Problems arise when one seeks the details. The International Centre for Migration Policy Development (ICMPD), an international organization that cooperates with EU member states and UN agencies has now undertaken the second phase of the ProGres Migration project, aiming to strengthen Tunisia’s migration governance. For Mzalouat, it’s interesting to ask organizations like the ICMPD about their political agenda. “They are always saying ‘We are not political; we are a technical organization’. But what does this neutrality mean?”, she said.
The same applies to humanitarian organizations. “If you’re going to Syria to help, you are going to wait for government authorization. And who is the government? The one responsible for all the turmoil” Mzalouat exclaimed. Humanitarian actors are relying heavily on activism to put pressure on governments because “they always have to be very ‘clean’. This shows the limit of neutrality”, she added.
Ιt’s often complicated to know how to report on migration without being “too out of place”. There are journalists with a lot of ego that will use their writing for glory, but it’s necessary to question one’s role and be respectful of other people’s stories.

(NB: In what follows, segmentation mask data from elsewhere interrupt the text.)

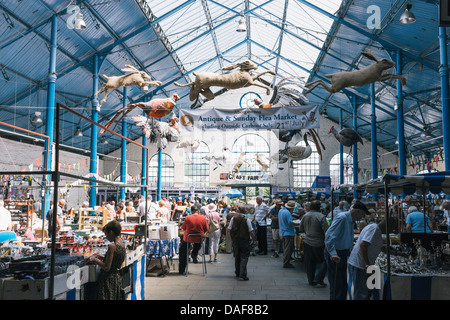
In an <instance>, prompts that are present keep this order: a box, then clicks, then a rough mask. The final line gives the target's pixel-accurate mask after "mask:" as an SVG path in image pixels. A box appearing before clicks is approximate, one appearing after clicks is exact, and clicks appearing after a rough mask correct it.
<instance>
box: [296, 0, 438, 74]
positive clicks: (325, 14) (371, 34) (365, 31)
mask: <svg viewBox="0 0 450 320" xmlns="http://www.w3.org/2000/svg"><path fill="white" fill-rule="evenodd" d="M296 1H297V2H299V3H302V4H304V5H306V6H308V7H310V8H312V9H314V10H315V11H317V12H319V13H321V14H323V15H325V16H327V17H328V18H331V19H333V20H335V21H337V22H339V23H341V24H342V25H344V26H346V27H348V28H350V29H352V30H354V31H356V32H357V33H359V34H361V35H363V36H366V37H367V38H369V39H372V40H374V41H376V42H378V43H379V44H381V45H382V46H383V47H384V48H385V49H386V50H391V51H398V50H401V48H399V47H398V46H396V45H395V44H393V43H391V42H389V41H386V40H384V39H382V38H380V37H378V36H376V35H374V34H372V33H370V32H367V31H365V30H364V29H361V28H359V27H357V26H355V25H354V24H352V23H350V22H348V21H345V20H344V19H342V18H340V17H336V16H335V15H333V14H331V13H329V12H327V11H325V10H323V9H321V8H319V7H317V6H315V5H313V4H312V3H310V2H308V1H306V0H296ZM404 55H405V56H406V57H408V58H409V59H411V60H413V61H417V62H419V63H421V64H423V65H424V66H426V67H428V68H430V69H432V70H436V71H437V68H436V66H435V65H433V64H432V63H431V62H429V61H427V60H425V59H423V58H421V57H417V56H415V55H413V54H411V53H409V52H404Z"/></svg>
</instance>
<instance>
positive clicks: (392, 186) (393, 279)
mask: <svg viewBox="0 0 450 320" xmlns="http://www.w3.org/2000/svg"><path fill="white" fill-rule="evenodd" d="M354 189H355V190H356V189H357V190H358V191H359V192H365V193H366V194H370V195H375V194H377V195H382V196H384V199H385V217H389V214H390V210H389V207H390V205H392V203H389V199H388V198H389V197H394V196H405V195H413V194H416V195H418V196H419V197H422V201H423V207H422V208H424V209H425V210H428V208H429V206H426V205H425V201H426V196H427V195H429V194H434V195H439V194H441V193H444V194H447V195H449V194H450V172H434V173H427V174H417V175H404V176H397V175H385V176H382V177H380V178H378V179H374V180H371V181H368V182H367V183H364V184H360V185H357V186H354ZM424 213H425V215H424V219H425V217H426V214H427V213H428V212H427V211H425V212H424ZM424 231H426V230H424ZM392 236H393V235H390V234H387V235H386V239H385V241H386V244H389V245H388V246H387V251H386V253H381V254H380V255H379V257H378V259H377V261H376V264H377V265H378V266H379V267H380V269H381V272H382V273H383V275H384V277H383V288H382V297H383V298H384V299H393V300H396V299H413V300H414V299H421V300H423V299H425V300H426V299H449V298H450V295H449V294H448V290H446V289H445V288H446V286H447V284H448V282H449V281H450V242H449V241H448V240H449V234H448V233H447V232H442V231H434V232H433V233H427V232H418V233H400V235H399V243H398V244H394V242H393V241H391V239H390V237H392Z"/></svg>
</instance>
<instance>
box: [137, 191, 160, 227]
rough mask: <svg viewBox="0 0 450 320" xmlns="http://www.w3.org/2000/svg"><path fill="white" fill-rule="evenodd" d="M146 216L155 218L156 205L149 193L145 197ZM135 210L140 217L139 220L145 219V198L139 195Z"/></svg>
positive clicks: (155, 214)
mask: <svg viewBox="0 0 450 320" xmlns="http://www.w3.org/2000/svg"><path fill="white" fill-rule="evenodd" d="M147 208H148V210H147V214H148V216H147V218H148V220H151V219H155V218H156V210H158V207H157V205H156V203H154V202H153V198H152V196H151V195H149V196H148V197H147ZM136 212H137V213H138V214H139V216H140V217H141V221H142V220H144V219H145V198H144V197H141V198H140V199H139V206H138V208H137V210H136Z"/></svg>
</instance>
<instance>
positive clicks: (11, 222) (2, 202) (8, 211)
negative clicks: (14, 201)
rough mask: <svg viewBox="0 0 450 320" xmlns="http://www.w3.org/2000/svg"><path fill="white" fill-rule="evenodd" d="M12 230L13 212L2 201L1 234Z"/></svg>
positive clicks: (1, 201) (0, 205)
mask: <svg viewBox="0 0 450 320" xmlns="http://www.w3.org/2000/svg"><path fill="white" fill-rule="evenodd" d="M11 230H12V221H11V212H9V210H8V209H6V208H5V203H4V201H3V200H0V232H1V231H11Z"/></svg>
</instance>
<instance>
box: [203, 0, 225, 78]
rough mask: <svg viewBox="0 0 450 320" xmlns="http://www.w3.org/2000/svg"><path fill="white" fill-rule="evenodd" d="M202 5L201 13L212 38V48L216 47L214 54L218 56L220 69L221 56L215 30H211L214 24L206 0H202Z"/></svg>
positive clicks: (222, 58)
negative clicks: (202, 10)
mask: <svg viewBox="0 0 450 320" xmlns="http://www.w3.org/2000/svg"><path fill="white" fill-rule="evenodd" d="M202 6H203V13H204V14H205V17H206V21H208V26H209V29H210V30H211V33H210V35H211V38H212V39H213V44H214V49H216V54H217V56H218V57H219V65H220V69H222V68H223V56H222V53H221V51H220V49H219V42H218V41H217V37H216V32H215V31H213V30H212V29H213V28H214V25H213V20H212V18H211V13H210V12H209V7H208V3H207V2H206V0H202Z"/></svg>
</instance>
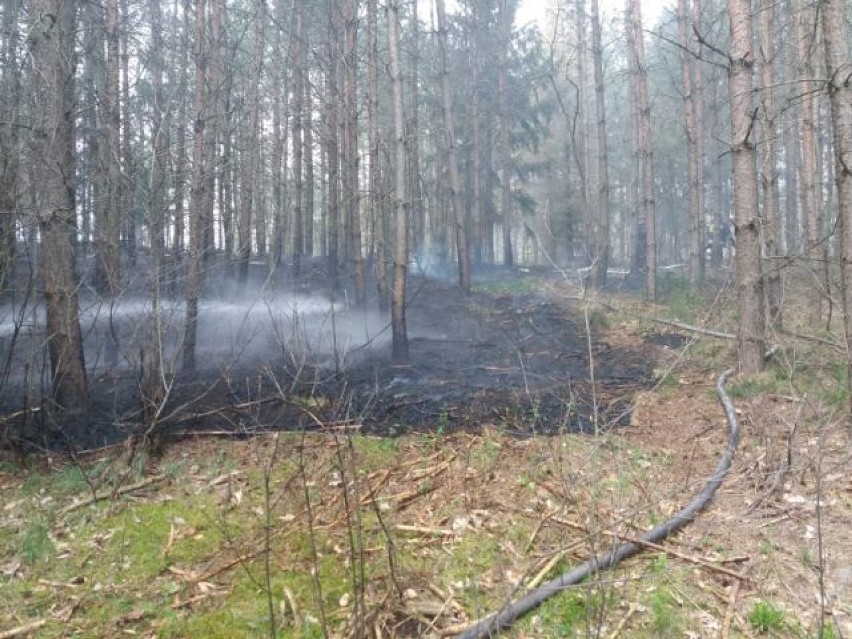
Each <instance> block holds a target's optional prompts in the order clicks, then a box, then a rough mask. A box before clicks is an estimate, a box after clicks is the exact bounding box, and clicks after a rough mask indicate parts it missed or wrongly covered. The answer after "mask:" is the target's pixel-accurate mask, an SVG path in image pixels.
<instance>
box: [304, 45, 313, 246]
mask: <svg viewBox="0 0 852 639" xmlns="http://www.w3.org/2000/svg"><path fill="white" fill-rule="evenodd" d="M305 46H309V42H308V39H307V32H306V35H305ZM304 80H305V81H304V82H303V83H302V86H303V88H304V90H305V100H304V107H303V113H304V116H303V117H304V120H303V123H302V136H303V138H304V143H305V153H304V160H305V169H304V175H305V187H304V191H305V217H304V220H305V226H304V228H305V255H306V256H307V257H308V258H310V257H312V256H313V254H314V124H313V106H314V105H313V99H312V93H311V80H310V75H309V74H308V73H307V72H306V73H305V76H304Z"/></svg>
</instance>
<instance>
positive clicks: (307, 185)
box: [258, 30, 314, 259]
mask: <svg viewBox="0 0 852 639" xmlns="http://www.w3.org/2000/svg"><path fill="white" fill-rule="evenodd" d="M305 46H306V47H308V49H309V48H310V41H309V40H308V32H307V30H305ZM303 79H304V81H303V82H302V88H303V89H304V91H305V97H304V100H303V102H302V105H303V111H302V118H303V119H302V139H303V141H304V145H305V151H304V153H303V158H304V163H305V167H304V177H305V184H304V197H305V208H304V236H305V255H306V256H307V257H308V258H309V259H310V258H311V257H312V256H313V254H314V123H313V108H314V105H313V98H312V93H311V79H310V74H309V73H308V71H307V70H306V71H305V74H304V76H303ZM258 173H260V172H259V171H258Z"/></svg>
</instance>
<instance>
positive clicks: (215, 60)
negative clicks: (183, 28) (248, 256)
mask: <svg viewBox="0 0 852 639" xmlns="http://www.w3.org/2000/svg"><path fill="white" fill-rule="evenodd" d="M210 9H211V10H210V36H211V38H212V48H211V51H210V64H209V65H208V70H207V75H208V77H209V78H210V80H209V82H208V86H209V90H210V92H211V95H210V96H209V98H208V100H209V101H210V108H211V109H212V110H213V113H214V114H215V115H214V117H213V118H212V119H211V120H210V121H208V123H207V132H206V133H207V139H206V140H205V145H206V146H205V154H206V158H207V159H206V160H205V163H206V165H207V166H208V167H209V168H208V171H207V173H208V189H209V199H210V201H211V207H210V210H211V211H212V209H213V206H212V201H213V199H214V196H215V194H216V191H217V190H218V194H219V207H218V211H219V219H220V225H219V227H220V231H221V234H222V236H224V237H223V239H222V242H221V244H222V247H223V249H224V254H225V264H226V265H227V266H226V268H228V269H230V268H231V266H232V263H231V260H232V259H233V251H234V245H235V243H236V242H235V241H234V234H235V228H234V226H235V225H234V211H233V204H232V198H233V191H234V180H233V179H232V176H233V175H234V174H235V169H234V167H233V166H231V164H232V162H231V157H232V148H231V146H232V144H231V135H232V126H231V122H232V117H231V113H230V111H231V110H230V108H229V100H230V90H231V81H230V78H231V73H232V72H231V70H230V66H229V65H228V63H227V57H226V51H227V48H228V46H227V37H228V36H227V33H228V30H227V28H226V26H225V25H226V21H227V17H226V16H227V5H226V2H225V0H211V7H210ZM220 141H221V149H222V151H221V157H220V152H219V148H220V145H219V144H218V143H219V142H220ZM217 181H218V189H216V186H217V184H216V183H217ZM211 224H212V221H211ZM211 248H212V247H211Z"/></svg>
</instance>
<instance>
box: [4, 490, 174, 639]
mask: <svg viewBox="0 0 852 639" xmlns="http://www.w3.org/2000/svg"><path fill="white" fill-rule="evenodd" d="M165 478H166V476H165V475H154V476H153V477H148V478H147V479H143V480H142V481H138V482H136V483H135V484H130V485H129V486H122V487H121V488H119V489H118V490H116V491H114V492H112V493H110V494H108V495H93V496H91V497H89V498H88V499H83V500H81V501H75V502H72V503H71V504H68V505H67V506H66V507H65V508H63V509H62V510H60V511H59V516H60V517H64V516H65V515H68V514H70V513H73V512H74V511H75V510H79V509H80V508H85V507H86V506H91V505H92V504H95V503H97V502H99V501H104V500H105V499H109V498H111V497H113V498H114V497H119V496H121V495H126V494H128V493H132V492H135V491H137V490H141V489H142V488H147V487H148V486H150V485H151V484H156V483H157V482H159V481H162V480H164V479H165ZM0 639H2V635H0Z"/></svg>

When asked about a moment in her work that truly impacted her, Mzalouat said “I think it was the hospital. It was my worst field ever”, referring to her team’s hospital visit after the forced expulsion of migrants from Sfax. She described entering a room with a 6-year-old child with a broken leg and a man with a wounded head. With pictures being taken throughout the visit, Mzalouat kept asking herself “Should I publish these graphic pictures? People just got assaulted. They lost their house. They lost everything”. While it’s important to raise awareness, there’s always the ethical question; journalists’ duty lies in protecting people from traumatizing situations and allowing them to construct their own narratives, not white-saviorist ones.
According to Mzalouat, it’s often complicated to know how to report on migration without being “too out of place”. She admitted that there are journalists with a lot of ego that will use their writing for glory, but it is necessary to question one’s role. “We can of course be proud of what we are doing, but it’s important to be humble” she concluded.